Черная «Волга» за полчаса домчала до дома легкую, словно воздушный шарик, и усталую Милу. Она с умилением всматривалась в красное и важное личико спящего сына.
Шофер помог им выбраться из машины, вызвал лифт, дотащил сумку и букет. Она настояла, чтобы он тоже зашел: выпить чайку.
Но… В квартире, в обеденной комнате, на незастеленном диване лежал в одной пижаме Павел Юрьевич. Лицо его было землисто-серым. Милена кинулась к нему. Стала трясти за плечи. Он не дышал.
Она бессильно опустилась на ковер рядом с ним. Вызвали «Скорую помощь», которая к руководящему работнику Минздрава приехала через пять минут. Но было поздно: товарищ Шершеневич уже скончался. Предварительный диагноз: острая сердечная недостаточность.
И только вечером Милена, перебирая бумаги на столе покойного, нашла его письмо, ей адресованное.
«Дорогая Милочка, – говорилось в нем. – Ты можешь посчитать, что я по-свински поступаю по отношению к тебе и к нашему малышу. Да, наверное, со стороны это выглядит так. Но, прости, я больше не могу. Меня обложили со всех сторон. Я не вижу иного выхода. И тебе, и нашему мальчику лучше жить вовсе без отца и мужа, чем с отцом и мужем – заключенным. А обвинения против меня выдвинуты серьезные. Скорее всего и даже наверняка, я пойду под суд.
Я знаю, откуда растут ноги у этого дела. Наверняка его спроворила капитоновская семейка. Напрасно я с ними связался. Зря стал бороться против Арсения и его, безусловно, вредного и даже опасного кооператива. Они оказались сильнее, чем я думал.
А ты, дорогая, что бы тебе ни говорили, и ты, мой мальчик, не верьте ничему плохому, что будут мне приписывать. Я не воровал, не махинировал, не комбинировал и ни рубля государственных денег не растратил. И как бы убедительно ни звучало обвинение (а оно, увы, выглядит внушительно), не верьте тому, что в нем говорится. Я не преступник.

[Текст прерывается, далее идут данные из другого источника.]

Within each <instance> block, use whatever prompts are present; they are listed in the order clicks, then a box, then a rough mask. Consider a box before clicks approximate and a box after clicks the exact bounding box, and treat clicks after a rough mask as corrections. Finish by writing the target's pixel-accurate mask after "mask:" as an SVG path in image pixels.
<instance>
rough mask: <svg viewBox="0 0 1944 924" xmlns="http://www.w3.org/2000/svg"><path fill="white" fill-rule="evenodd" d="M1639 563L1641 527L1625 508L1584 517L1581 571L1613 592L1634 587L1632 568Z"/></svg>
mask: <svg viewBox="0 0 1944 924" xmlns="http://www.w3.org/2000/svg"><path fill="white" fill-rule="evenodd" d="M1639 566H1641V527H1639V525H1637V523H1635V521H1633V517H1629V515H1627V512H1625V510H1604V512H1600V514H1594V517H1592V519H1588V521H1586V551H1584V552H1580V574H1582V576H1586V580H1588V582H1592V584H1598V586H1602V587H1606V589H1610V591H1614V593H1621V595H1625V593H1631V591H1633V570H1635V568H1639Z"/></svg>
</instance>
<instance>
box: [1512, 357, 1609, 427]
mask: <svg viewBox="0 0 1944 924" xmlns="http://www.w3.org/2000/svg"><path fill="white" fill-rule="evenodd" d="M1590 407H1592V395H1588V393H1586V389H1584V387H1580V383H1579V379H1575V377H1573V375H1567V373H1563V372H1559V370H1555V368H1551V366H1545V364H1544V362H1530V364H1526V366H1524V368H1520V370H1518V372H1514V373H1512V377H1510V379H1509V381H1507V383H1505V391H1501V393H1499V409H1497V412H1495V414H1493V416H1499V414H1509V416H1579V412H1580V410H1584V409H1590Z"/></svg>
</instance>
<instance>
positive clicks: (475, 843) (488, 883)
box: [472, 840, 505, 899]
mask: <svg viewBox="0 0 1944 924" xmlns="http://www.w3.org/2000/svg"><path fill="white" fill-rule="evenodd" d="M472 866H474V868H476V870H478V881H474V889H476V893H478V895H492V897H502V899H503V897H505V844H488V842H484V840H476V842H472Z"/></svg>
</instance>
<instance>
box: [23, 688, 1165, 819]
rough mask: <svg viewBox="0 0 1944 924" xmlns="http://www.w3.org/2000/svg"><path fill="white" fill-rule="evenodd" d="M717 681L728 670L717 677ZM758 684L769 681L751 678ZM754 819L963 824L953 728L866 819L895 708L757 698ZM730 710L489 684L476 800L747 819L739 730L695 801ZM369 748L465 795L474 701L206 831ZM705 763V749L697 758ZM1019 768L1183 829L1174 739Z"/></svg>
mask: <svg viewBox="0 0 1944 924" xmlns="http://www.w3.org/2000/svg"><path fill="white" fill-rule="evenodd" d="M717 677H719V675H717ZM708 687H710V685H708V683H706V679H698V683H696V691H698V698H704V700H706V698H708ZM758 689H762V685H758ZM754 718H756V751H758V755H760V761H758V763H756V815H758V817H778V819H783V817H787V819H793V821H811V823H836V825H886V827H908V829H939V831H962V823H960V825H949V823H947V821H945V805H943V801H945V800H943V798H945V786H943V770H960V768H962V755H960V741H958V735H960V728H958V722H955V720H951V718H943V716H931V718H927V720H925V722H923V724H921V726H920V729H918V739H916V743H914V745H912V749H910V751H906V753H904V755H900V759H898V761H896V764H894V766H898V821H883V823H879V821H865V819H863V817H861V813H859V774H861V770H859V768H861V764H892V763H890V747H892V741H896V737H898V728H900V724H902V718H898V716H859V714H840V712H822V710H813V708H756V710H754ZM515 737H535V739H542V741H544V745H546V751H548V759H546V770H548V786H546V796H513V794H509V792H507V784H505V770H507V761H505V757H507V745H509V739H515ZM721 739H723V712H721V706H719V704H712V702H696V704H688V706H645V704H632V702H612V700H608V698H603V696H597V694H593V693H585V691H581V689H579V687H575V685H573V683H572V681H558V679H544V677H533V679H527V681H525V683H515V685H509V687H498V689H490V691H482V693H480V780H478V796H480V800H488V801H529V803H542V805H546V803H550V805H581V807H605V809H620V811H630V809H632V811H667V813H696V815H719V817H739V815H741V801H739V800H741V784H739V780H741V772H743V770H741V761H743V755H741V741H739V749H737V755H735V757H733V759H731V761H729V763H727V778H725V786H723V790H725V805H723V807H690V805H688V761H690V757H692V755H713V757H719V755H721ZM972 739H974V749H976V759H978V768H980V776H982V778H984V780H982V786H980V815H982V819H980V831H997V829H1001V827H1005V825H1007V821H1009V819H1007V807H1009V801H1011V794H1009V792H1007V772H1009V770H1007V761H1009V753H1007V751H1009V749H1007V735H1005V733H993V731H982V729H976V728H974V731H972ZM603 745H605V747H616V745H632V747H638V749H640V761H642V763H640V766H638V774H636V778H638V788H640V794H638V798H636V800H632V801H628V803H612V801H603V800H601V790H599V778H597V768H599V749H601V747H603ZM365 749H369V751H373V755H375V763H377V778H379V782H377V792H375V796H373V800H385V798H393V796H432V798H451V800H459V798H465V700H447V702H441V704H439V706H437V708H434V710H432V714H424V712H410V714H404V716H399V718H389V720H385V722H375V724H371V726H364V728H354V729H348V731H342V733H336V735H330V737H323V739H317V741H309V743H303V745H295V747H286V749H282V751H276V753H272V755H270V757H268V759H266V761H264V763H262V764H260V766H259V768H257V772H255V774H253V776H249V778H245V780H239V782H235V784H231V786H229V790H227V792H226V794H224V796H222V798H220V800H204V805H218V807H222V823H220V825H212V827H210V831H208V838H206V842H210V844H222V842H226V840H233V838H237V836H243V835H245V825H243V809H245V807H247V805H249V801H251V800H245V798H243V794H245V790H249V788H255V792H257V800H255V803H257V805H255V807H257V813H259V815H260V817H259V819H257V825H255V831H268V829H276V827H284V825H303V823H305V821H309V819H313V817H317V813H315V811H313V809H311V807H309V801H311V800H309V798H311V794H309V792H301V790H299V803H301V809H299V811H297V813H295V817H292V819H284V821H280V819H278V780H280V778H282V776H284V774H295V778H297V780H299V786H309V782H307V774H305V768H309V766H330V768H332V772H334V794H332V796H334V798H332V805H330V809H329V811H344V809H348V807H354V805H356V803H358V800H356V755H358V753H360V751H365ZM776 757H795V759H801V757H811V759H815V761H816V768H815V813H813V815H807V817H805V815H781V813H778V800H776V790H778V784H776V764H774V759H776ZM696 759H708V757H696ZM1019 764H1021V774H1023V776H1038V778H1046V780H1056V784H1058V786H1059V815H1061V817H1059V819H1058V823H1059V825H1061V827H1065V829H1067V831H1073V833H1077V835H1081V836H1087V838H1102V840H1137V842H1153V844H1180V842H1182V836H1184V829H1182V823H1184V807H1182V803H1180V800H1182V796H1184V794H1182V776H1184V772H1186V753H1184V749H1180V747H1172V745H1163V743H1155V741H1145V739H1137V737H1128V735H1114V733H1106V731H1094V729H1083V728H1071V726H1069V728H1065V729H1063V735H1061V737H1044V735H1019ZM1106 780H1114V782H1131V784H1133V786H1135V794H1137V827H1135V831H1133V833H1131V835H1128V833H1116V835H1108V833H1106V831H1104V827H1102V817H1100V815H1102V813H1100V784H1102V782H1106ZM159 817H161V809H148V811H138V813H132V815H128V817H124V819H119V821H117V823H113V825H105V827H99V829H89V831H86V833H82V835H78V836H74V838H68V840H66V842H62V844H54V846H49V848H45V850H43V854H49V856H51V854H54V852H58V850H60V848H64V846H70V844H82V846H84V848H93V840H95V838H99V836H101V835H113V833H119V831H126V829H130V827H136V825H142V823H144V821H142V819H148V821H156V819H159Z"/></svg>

И конечно, зная о том, кто стал первопричиной моих бед, я не мог бы спокойно смотреть на твоего, Мила, сына. Когда я глядел на него – а ты демонстрировала малыша с высоты третьего этажа, – я понял: больше всего он похож не на тебя и не (разумеется!) на меня. Он как две капли воды походит на него – моего обидчика. На дважды обидчика – он отнял у меня тебя. И (через свою семейку) сейчас делает все, чтобы сместить меня с должности и отправить в тюрьму.
Я, конечно, страшно виноват перед тобой, что именно тот день, который, по идее, должен быть самым счастливым для нас обоих, выбрал для своего ухода. Но я понял, что не смогу видеть твоего мальчика, понимаешь? В буквальном смысле – не смогу. Не то что не получится тетешкать, брать его на руки, показывать козу. У меня против него изнутри какая-то беспричинная, дикая злоба растет. И я боюсь – в самом деле боюсь! – что я что-нибудь с ним сделаю. И еще: я не смогу больше видеть тебя. Слишком больно.
Нет-нет, моя милая! Я тебя не виню. Это – мои проблемы. Так все неудачно вокруг меня сложилось. А ты ни в чем не виновата! Ни в чем! Просто жизнь нескладно повернулась. И если б я остался жить, то каждый миг моего дальнейшего существования язвил бы и растравлял две мои самые глубокие раны: крах в личной жизни и конец карьере.
Не волнуйся за меня, моя дорогая. Я имею долгий опыт работы в здравоохранении и знаю, с помощью каких препаратов можно уйти из жизни быстро, безболезненно и без подозрений на самоубийство. И где достать их в нужном количестве. Обещаю тебе, что я не буду мучиться. Просто тихо усну. Завидная концовка жизни на самом деле!